Like other states in the nation, California providers and policymakers continue to seek ways to curb the ongoing opioid crisis. Several new developments in the state hope to reduce addiction and protect patients.
Medical Schools Increase Addiction Training
Last year, University of California San Francisco’s School of Medicine launched a one-year fellowship in addiction medicine as an effort to get to the root of the opioid crisis. This is the first such fellowship among the University of California medical schools. Funded by the city and county, San Francisco’s program provides further training to medical students.
Traditionally, addiction training has been reserved for students of psychiatry. As more primary-care patients show symptoms related to drug addiction, however, it is becoming a wider concern among other specialties. The number of people in California who die annually from overdoses of prescription or illegal opioids has hovered at 1,900-2,000 for the last five years. However, the number of deaths from fentanyl, a powerful and illegally produced opioid, tripled between 2013 and 2017.
New Training for Addiction Professionals
The California Consortium of Addiction Programs and Professionals (CCAPP) now offers coursework for addiction professionals looking to become Certified Alcohol and Drug Treatment Executives (CTE). The first training will take place in Sacramento.
Executives in the addiction treatment field will receive education and development related to management, including consumer protection and networking.
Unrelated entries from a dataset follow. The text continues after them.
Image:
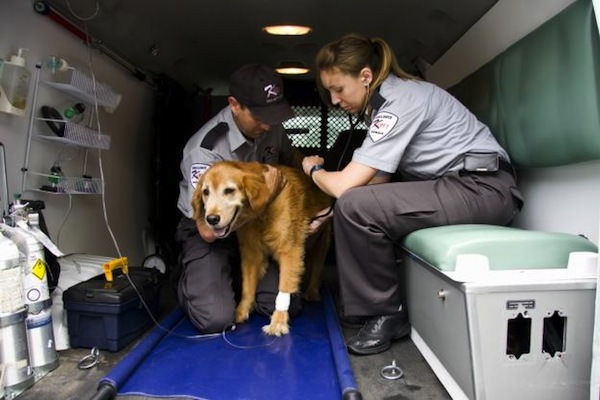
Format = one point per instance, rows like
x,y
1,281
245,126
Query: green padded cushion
x,y
506,248
541,96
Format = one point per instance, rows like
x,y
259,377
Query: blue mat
x,y
309,363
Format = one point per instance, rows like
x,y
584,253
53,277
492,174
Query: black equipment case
x,y
109,315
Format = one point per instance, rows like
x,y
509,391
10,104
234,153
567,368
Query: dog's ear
x,y
197,200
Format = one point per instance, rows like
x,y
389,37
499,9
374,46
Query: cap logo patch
x,y
382,125
272,92
196,171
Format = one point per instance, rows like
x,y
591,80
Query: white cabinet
x,y
89,94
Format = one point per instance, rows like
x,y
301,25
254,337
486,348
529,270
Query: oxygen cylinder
x,y
14,355
40,337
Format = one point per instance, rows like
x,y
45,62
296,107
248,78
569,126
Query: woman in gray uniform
x,y
248,129
450,167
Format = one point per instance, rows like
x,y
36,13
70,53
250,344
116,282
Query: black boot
x,y
378,332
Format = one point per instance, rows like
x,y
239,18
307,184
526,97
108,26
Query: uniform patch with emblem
x,y
382,125
196,171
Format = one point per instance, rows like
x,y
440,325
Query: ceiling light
x,y
287,29
292,68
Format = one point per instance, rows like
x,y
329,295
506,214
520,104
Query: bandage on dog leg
x,y
282,301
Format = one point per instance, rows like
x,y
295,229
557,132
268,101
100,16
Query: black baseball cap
x,y
260,88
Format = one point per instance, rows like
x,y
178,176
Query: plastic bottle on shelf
x,y
74,112
14,85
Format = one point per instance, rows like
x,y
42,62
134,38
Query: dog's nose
x,y
213,219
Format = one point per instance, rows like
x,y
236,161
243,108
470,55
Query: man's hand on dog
x,y
318,220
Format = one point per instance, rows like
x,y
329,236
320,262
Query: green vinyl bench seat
x,y
506,248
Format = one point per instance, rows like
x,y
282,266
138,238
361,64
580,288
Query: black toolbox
x,y
109,315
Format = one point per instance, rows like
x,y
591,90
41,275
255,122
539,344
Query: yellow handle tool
x,y
116,263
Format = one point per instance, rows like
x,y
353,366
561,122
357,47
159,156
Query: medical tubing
x,y
106,391
343,369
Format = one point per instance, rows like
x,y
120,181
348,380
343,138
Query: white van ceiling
x,y
200,42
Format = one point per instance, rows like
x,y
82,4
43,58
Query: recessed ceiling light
x,y
292,68
287,29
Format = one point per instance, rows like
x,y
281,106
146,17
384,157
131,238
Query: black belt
x,y
503,165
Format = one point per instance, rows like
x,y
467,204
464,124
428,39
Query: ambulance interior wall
x,y
558,199
126,165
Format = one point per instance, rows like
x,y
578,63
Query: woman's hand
x,y
311,161
319,219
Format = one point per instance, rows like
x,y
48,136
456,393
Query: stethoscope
x,y
353,125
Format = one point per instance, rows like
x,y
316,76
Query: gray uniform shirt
x,y
421,131
273,148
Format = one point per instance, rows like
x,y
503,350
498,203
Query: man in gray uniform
x,y
248,129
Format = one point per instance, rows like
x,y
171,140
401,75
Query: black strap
x,y
505,166
213,135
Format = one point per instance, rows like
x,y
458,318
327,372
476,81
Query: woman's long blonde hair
x,y
353,52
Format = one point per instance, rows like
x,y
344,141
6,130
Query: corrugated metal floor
x,y
67,382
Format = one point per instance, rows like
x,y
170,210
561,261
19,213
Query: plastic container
x,y
110,315
14,85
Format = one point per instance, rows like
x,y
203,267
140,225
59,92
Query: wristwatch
x,y
315,168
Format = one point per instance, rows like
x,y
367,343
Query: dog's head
x,y
230,193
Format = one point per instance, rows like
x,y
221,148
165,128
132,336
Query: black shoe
x,y
353,321
377,334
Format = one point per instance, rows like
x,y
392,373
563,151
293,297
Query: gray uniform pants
x,y
371,221
210,282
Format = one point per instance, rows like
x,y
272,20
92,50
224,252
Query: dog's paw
x,y
279,324
242,313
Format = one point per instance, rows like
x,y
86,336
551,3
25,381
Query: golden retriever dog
x,y
234,196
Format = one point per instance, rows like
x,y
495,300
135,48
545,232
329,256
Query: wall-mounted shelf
x,y
56,184
76,135
83,88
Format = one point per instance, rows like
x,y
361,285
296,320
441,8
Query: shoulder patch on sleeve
x,y
382,125
196,171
As more California residents seek treatment for drug addiction, there is a greater need for training and standardization among addiction treatment managers CCAPP CEO Pete Nielsen says.
Protection for Addiction Treatment Consumers
The California State Senate recently approved a bill intended to protect patients receiving treatment for kidney disease and addiction. Passage of the Affordable Care Act prevented consumers from being denied health coverage because of preexisting conditions, but that has also led to an increase in high-cost insurance schemes from for-profit businesses. Some providers have enrolled patients in commercial coverage with high reimbursement rates for services, which brings higher out-of-pocket costs.
The bill, SB 1156, would ensure that provider-funded organizations follow disclosure requirements that inform consumers if better options, such as Medicaid, are available to them. The California State Assembly will now consider the bill for passage.
CDPH Issues Standing Order for Naloxone
Last week, the California Department of Public Health issued a statewide standing order for naloxone, the opioid overdose antidote. This order from agency Director Dr. Karen Smith allows all state organizations focused on managing drug addiction to distribute naloxone to patients without an individual prescription. Such organizations include rehabilitation facilities and needle exchange programs.
California pharmacists are authorized to make naloxone available without a prescription, and many addiction-related nonprofits groups administer naloxone under an individual physician’s standing order. However, many rural areas have shortages of physicians or treatment facilities able to obtain a prescription for naloxone. Under the order, Smith serves as the prescribing physician. The order does not include payment for naloxone, which may be purchased privately by nonprofits or received through public health departments at $20-70 per dose.